Sharad Yadav merges his party with RJD, seeks opposition unity

Sharad Yadav

New Delhi: Former Union minister and socialist leader Sharad Yadav merged his party Loktantrik Janata Dal with Rashtriya Janata Dal Sunday, pitching for unity in opposition ranks to take on the BJP.

RJD leader Tejashwi Yadav welcomed the veteran leader, who had fought some of the keenest Lok Sabha poll battles against his father Lalu Prasad Yadav in the 1990s, into his party’s fold, saying that it is a message for the anti-BJP parties to unite to take on the ruling dispensation.

Sharad Yadav (74) had been keeping low after battling health issues for months, and the development is seen as an effort to rehabilitate his colleagues and other associates as his party LJD could never become a serious force after being launched following his separation with JD(U) leader and Bihar Chief Minister Nitish Kumar.
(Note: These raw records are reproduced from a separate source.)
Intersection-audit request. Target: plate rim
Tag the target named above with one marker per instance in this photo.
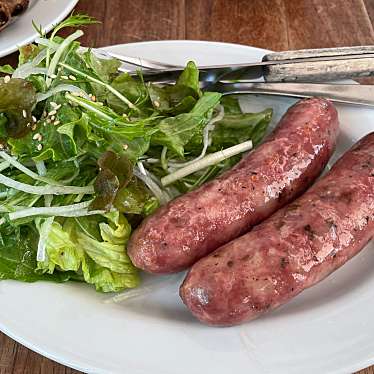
(68, 8)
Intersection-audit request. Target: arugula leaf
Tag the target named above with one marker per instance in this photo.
(103, 262)
(18, 257)
(190, 78)
(17, 100)
(104, 69)
(238, 128)
(6, 69)
(131, 88)
(178, 98)
(27, 53)
(231, 105)
(176, 132)
(115, 172)
(133, 198)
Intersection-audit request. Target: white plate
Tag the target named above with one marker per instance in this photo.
(43, 12)
(327, 329)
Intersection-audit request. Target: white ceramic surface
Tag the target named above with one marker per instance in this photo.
(327, 329)
(43, 12)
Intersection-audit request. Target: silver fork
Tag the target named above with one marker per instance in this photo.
(341, 93)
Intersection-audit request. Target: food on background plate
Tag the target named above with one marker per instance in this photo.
(279, 170)
(83, 152)
(10, 9)
(294, 249)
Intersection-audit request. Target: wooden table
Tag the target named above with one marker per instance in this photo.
(271, 24)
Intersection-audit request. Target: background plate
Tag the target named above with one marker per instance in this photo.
(43, 12)
(327, 329)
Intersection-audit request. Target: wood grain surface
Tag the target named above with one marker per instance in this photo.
(271, 24)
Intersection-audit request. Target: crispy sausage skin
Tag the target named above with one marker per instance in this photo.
(294, 249)
(279, 170)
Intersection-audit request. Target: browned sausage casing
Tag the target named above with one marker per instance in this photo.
(280, 169)
(294, 249)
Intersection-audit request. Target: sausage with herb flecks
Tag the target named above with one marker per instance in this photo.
(294, 249)
(275, 173)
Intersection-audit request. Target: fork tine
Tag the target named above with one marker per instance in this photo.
(140, 62)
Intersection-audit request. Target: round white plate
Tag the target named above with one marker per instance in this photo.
(46, 13)
(327, 329)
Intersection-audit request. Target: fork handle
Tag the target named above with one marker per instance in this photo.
(313, 71)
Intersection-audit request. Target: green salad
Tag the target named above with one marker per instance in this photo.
(87, 152)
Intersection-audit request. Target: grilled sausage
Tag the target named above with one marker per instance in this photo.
(294, 249)
(280, 169)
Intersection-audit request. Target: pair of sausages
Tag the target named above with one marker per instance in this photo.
(10, 9)
(297, 247)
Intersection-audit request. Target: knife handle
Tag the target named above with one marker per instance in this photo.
(314, 71)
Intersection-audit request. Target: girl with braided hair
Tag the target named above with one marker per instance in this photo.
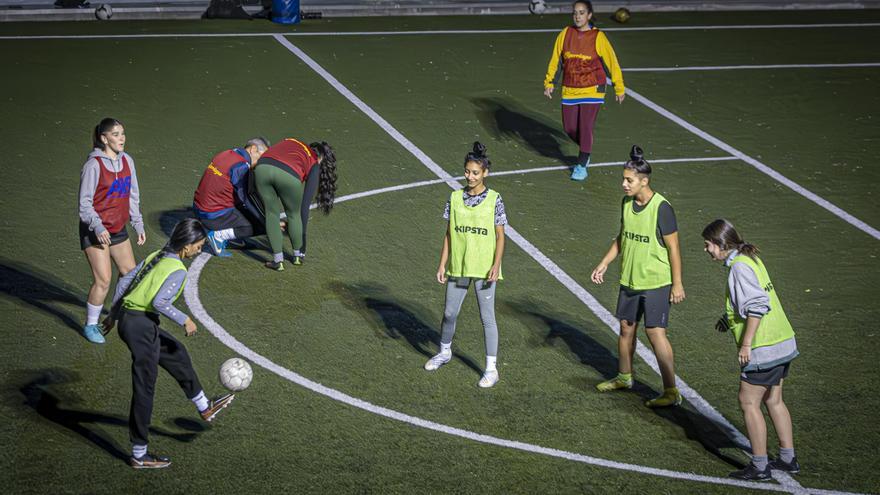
(472, 249)
(766, 347)
(287, 176)
(141, 296)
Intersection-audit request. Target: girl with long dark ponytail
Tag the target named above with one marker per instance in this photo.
(141, 296)
(472, 250)
(766, 346)
(288, 176)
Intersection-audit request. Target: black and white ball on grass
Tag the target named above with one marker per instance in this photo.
(236, 374)
(104, 12)
(537, 6)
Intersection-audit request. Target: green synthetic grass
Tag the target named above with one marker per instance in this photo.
(362, 315)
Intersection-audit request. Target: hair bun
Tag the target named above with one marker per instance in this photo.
(636, 153)
(479, 149)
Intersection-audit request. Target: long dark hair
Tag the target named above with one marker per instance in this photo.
(327, 178)
(106, 124)
(187, 231)
(722, 233)
(478, 155)
(637, 162)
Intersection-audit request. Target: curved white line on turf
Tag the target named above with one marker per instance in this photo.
(191, 294)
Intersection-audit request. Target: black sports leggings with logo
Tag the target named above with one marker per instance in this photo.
(152, 347)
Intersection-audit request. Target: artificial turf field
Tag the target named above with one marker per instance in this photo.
(362, 315)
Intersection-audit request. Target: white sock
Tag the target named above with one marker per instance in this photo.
(138, 451)
(200, 401)
(93, 313)
(224, 235)
(490, 363)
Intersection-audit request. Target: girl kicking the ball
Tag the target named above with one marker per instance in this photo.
(587, 64)
(472, 249)
(766, 343)
(141, 296)
(650, 276)
(108, 199)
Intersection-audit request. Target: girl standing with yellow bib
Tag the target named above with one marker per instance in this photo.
(472, 249)
(650, 276)
(766, 344)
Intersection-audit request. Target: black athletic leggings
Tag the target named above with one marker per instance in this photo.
(152, 347)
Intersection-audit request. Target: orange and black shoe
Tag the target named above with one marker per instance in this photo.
(149, 461)
(216, 405)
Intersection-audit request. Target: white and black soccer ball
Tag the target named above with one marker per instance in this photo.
(537, 6)
(104, 11)
(236, 374)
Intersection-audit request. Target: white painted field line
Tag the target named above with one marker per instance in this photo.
(422, 183)
(794, 186)
(191, 295)
(439, 32)
(689, 393)
(753, 67)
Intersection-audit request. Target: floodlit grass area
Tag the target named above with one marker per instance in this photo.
(363, 313)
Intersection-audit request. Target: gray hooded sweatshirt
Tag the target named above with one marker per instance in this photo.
(88, 182)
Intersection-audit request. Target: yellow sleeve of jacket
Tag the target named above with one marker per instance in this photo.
(553, 66)
(606, 51)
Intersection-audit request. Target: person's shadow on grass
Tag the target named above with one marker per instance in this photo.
(591, 353)
(396, 321)
(504, 117)
(40, 290)
(85, 423)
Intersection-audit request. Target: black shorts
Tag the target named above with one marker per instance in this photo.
(89, 238)
(766, 378)
(653, 304)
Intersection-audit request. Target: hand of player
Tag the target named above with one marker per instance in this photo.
(677, 294)
(493, 273)
(190, 327)
(745, 353)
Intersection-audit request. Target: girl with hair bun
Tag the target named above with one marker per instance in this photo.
(766, 343)
(109, 198)
(287, 176)
(650, 276)
(472, 250)
(141, 296)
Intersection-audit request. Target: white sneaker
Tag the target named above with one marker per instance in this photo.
(437, 361)
(490, 378)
He had contested the 2019 Lok Sabha election on the RJD ticket while his daughter had fought the 2020 Bihar assembly poll as a nominee of the Congress, then an RJD ally.

Unity of opposition parties is his priority, Sharad Yadav told reporters here, while lauding Tejashwi Yadav for leading the fight against the BJP-led NDA in Bihar.

Opposition parties should join hands nationwide to take on the BJP, he said.

“This step (merger) has been necessitated as an initiative of his regular efforts for bringing together scattered Janata parivar in view of the current political situation in the country,” he had earlier said in a statement, claiming the BJP government has been a failure and people are looking for a strong opposition.

The merger marks his coming together with Lalu Prasad Yadav after more than three decades with both leaders seen to be at a fag end of their political career.

Lalu Prasad Yadav had quit Janata Dal in 1997 to form his party over differences with its leadership as the probe against fodder scam, in which he was a main accused, gathered pace.

Sharad Yadav was then seen as his rival within the Janata Dal, and he later joined hands with Nitish Kumar to end RJD’s 15-year reign in Bihar in 2005.

Sharad Yadav was, however, also seen as a key votary for the JD(U) -RJD alliance in the 2015 assembly polls in Bihar against the BJP, and he later parted ways with Kumar over his decision to ally with the BJP again.